Diário de Classe
PEC da Submissão representa anticontrole da Constituição
Primeiro,
veio a tal PEC 37, que pretende pôr fim à investigação do Ministério
Público. Depois, a lei que proibiu as universidades federais a exigir os
títulos de mestre e doutor nos concursos docentes. Agora, a Comissão de
Constituição e Justiça e de Cidadania da Câmara dos Deputados aprovou a
Proposta de Emenda à Constituição 33/2011, de autoria do deputado
Nazareno Fonteles (PT-PI), aumentando ainda mais a tensão instalada
entre os poderes da República.
Tal qual a PEC 3/2011 — de autoria do mesmo deputado, que pretende alterar o inciso V do artigo 49 da Constituição para permitir que o Congresso Nacional possa sustar atos normativos de “outros poderes” que exorbitem do poder regulamentar ou dos limites de delegação legislativa (atente-se para não incorrer na mesma confusão feita recentemente por Alexandre de Moraes, aqui na ConJur) —, a PEC 33/11 visa ao engessamento do Poder Judiciário, na medida em que subverte/aniquila o atual sistema brasileiro de constitucionalidade das leis — seja no controle difuso, seja no concentrado — restringindo sensivelmente a competência originária do Supremo Tribunal Federal (clique aqui para ler sobre o assunto).

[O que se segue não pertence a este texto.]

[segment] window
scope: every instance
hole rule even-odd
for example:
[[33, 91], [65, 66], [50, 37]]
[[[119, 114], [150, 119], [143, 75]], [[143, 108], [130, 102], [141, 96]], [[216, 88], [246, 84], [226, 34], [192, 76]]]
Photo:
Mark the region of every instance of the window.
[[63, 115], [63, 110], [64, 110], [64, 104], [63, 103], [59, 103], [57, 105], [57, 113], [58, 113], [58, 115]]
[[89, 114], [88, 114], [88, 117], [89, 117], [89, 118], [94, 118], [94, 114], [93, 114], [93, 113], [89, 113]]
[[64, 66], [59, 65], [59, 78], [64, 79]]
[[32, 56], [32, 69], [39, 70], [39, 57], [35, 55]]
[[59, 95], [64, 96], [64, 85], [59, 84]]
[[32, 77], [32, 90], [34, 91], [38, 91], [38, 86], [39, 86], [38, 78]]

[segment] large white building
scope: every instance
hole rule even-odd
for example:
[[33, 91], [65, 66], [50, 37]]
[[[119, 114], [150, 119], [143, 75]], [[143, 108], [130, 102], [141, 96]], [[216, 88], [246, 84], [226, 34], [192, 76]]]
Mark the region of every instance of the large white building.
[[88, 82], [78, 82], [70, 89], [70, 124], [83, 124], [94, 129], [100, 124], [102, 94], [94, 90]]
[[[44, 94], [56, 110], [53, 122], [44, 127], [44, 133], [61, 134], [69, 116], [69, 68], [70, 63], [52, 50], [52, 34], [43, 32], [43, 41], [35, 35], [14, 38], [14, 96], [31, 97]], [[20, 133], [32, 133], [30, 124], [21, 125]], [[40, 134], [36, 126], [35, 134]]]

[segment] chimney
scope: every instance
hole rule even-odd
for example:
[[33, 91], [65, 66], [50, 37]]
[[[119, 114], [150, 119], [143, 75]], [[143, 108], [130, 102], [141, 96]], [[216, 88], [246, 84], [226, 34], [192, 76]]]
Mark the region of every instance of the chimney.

Além de elevar o quórum exigido para a declaração de inconstitucionalidade no plenário dos tribunais (artigo 97), a referida PEC também submete as súmulas vinculantes editadas pelo Supremo Tribunal Federal ao referendo do Congresso Nacional.
Como se isto não bastasse, a PEC estabelece que as decisões proferidas pelo STF, em sede de ADI, acerca da inconstitucionalidade de emendas constitucionais deverão ser encaminhadas para chancela do Congresso Nacional. Caso este se manifeste contrário à decisão, no prazo de 90 dias, a controvérsia deverá ser submetida à consulta popular. Outrossim, fica vedada a suspensão da eficácia de emenda à Constituição através de medida cautelar.
A admissibilidade da PEC foi “inusitada” e “surpreendeu a todos”, conforme reconheceu o próprio Presidente da Câmara, deputado Henrique Eduardo Alves, causando polêmica entre os parlamentares desde então. O deputado informou à imprensa que pedirá estudo preliminar e que não instalará comissão especial para examinar a PEC, enquanto não houver respeito e harmonia entre os poderes.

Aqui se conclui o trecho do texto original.